We had the honor of meeting with William Krisel, the architect of the Racquet Club Road Estates, on September 9, 2006. We spoke for two hours at his Brentwood home that he designed and built in 1955. It was easy to discern the distinctive Krisel elements that influenced the Alexander houses a few years later: space-age kitchen cabinets, beamed tongue and groove ceilings with clerestories, exterior wood screens, a courtyard between the open carport and house, and interesting indoor/outdoor relationships.
In fact, Bill said that George and Robert Alexander requested elements from his house be included in their developments. Bill was partnered with Dan Palmer then, but Palmer didn't work on the Palm Springs or San Diego developments; he concentrated on other regions . The sudden death of the Alexanders and their wives in a plane crash on November 14, 1965 curtailed much of Bill's work including a renovation of the Palm Springs Racquet Club which the Alexanders owned at the time. By the mid-1960's Bill stopped designing single family homes and concentrated on high-rises.
Bill was generous enough to allow us to include his original floorplans and elevations on the website. They are displayed below along with the real estate agent's original flyer for the development. There are notable omissions in the built houses compared to the original designs which Bill says was done to keep the homes affordable. Overhangs were eliminated and clerestories in the rear elevation were deleted. Flat roofs lost all their clerestories and gable models lost the floor to ceiling bedroom windows and full width gable glass. When renovating, these original drawings should be helpful in keeping our houses stylistically accurate.
Bill is clearly peeved by alterations to the houses that aren't sensitive to the original design. These include randomly punched windows, filled-in courtyards, enclosed carports, and the interruption of indoor/outdoor components such as the entry fence projecting into the kitchen.

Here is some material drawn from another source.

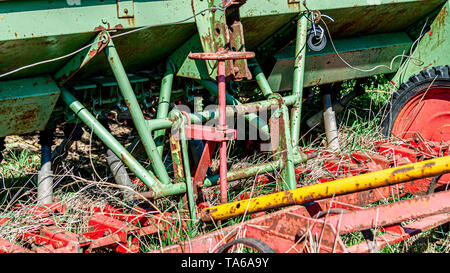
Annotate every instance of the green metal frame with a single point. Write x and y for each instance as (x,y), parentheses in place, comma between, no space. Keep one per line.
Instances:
(296,67)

Since there seem to be no color photos of the houses when new, we asked what the original colors were. He showed us the original color schedule that specified the paint for each element of each house which was varied throughout the development. Unfortunately, the color references are from the O'Brien paint company which no longer exists. We do know of a vintage catalog that has been found, so we hope to track down this mystery soon. One consistency was that the ceiling beams in each house were always painted Weathered Brown, just as they are in Bill's house today.
We thank Bill Krisel for his time and hope to continue a close relationship in our effort to preserve our historic neighborhood.